See coordinator-pattern.md for the architecture this library implements: caller / coordinator / resource pod, failover, fan-out, transactions and locks.
You have N pods that hold stateful resources (PostgreSQL connection pools, agent processes, sandboxes, simulations). Requests carry a routing key -- a "destination" or "instance" id. You need every request for that destination to land on a pod that owns it. Pods die; surviving pods should take over. Under sustained load, a single destination may need to live on more than one pod.
This library handles all of that:
- Destination → pod set, persisted in Valkey
- Pod self-registration + heartbeat, with
total_connectionspublished as a metric - Atomic first-touch claim, atomic failover (SREM dead + SADD fresh)
- Pluggable allocation strategies (round-robin, least-loaded by total connections, random)
- Lock routing for transaction-bound calls (lockId → pod, resolved via Valkey)
- A short-lived local cache for the hot resolution path
- Fastify helpers for HTTP coordinators
npm install @platformatic/coordinatorPeer dependency: fastify >= 5 when using the Fastify plugin or helpers. @fastify/reply-from is a runtime dependency of this package — you don't need to install it separately.
import Fastify from 'fastify'
import coordinatorPlugin from '@platformatic/coordinator'
const app = Fastify()
await app.register(coordinatorPlugin, {
redis: 'redis://valkey:6379',
keyPrefix: 'myservice',
strategy: 'least-loaded'
})
app.get('/destinations/:id/work', app.coordinator.lookupAndProxy({
destinationFrom: req => req.params.id,
claimOnMiss: true,
reassignOrphans: true
}))
app.post('/destinations', app.coordinator.pickAndRegister({
registerIdFrom: res => res.id
}))
app.delete('/destinations/:id', app.coordinator.lookupAndDeregister({
destinationFrom: req => req.params.id
}))
app.post('/transactions/:lockId/work', app.coordinator.lookupLockAndProxy({
lockFrom: req => req.params.lockId
}))
await app.listen({ port: 3000 })The plugin:
- Registers
@fastify/reply-from(idempotently — skipped if already registered) - Constructs a
Registryfrom the passed options (or reuses one you provide viaregistry) - Exposes both the registry and the route-handler-factory helpers on
app.coordinator - Closes the registry on
app.close()(unless you brought your own)
Options:
interface CoordinatorPluginOptions {
// Forwarded to new Registry(...) when no `registry` is supplied:
redis?: string // redis/valkey URL
keyPrefix?: string // default 'coordinator'
strategy?: 'round-robin' | 'least-loaded' | 'random' | AllocationStrategy
cache?: { ttl?: number, max?: number } | false
requestTimeout?: number
registry?: Registry // reuse an existing Registry (plugin will not close it)

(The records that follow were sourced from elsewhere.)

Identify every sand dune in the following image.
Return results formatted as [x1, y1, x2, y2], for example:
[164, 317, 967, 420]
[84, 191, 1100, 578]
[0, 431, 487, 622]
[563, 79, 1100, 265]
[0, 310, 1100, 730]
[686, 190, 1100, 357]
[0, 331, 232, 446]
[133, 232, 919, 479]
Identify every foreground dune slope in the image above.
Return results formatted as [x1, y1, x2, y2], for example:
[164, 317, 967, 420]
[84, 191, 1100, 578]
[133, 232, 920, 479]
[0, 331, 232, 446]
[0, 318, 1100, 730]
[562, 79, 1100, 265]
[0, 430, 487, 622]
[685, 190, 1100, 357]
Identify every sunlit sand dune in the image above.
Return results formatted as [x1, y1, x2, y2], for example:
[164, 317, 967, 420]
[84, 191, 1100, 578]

decorateAs?: string // default 'coordinator'
replyFrom?: FastifyReplyFromOptions // forwarded to @fastify/reply-from
registerReplyFrom?: boolean // default true; set false if you already registered reply-from
}The legacy standalone helper imports (import { lookupAndProxy } from '@platformatic/coordinator') still work and are documented below. They require manually registering @fastify/reply-from and constructing the Registry.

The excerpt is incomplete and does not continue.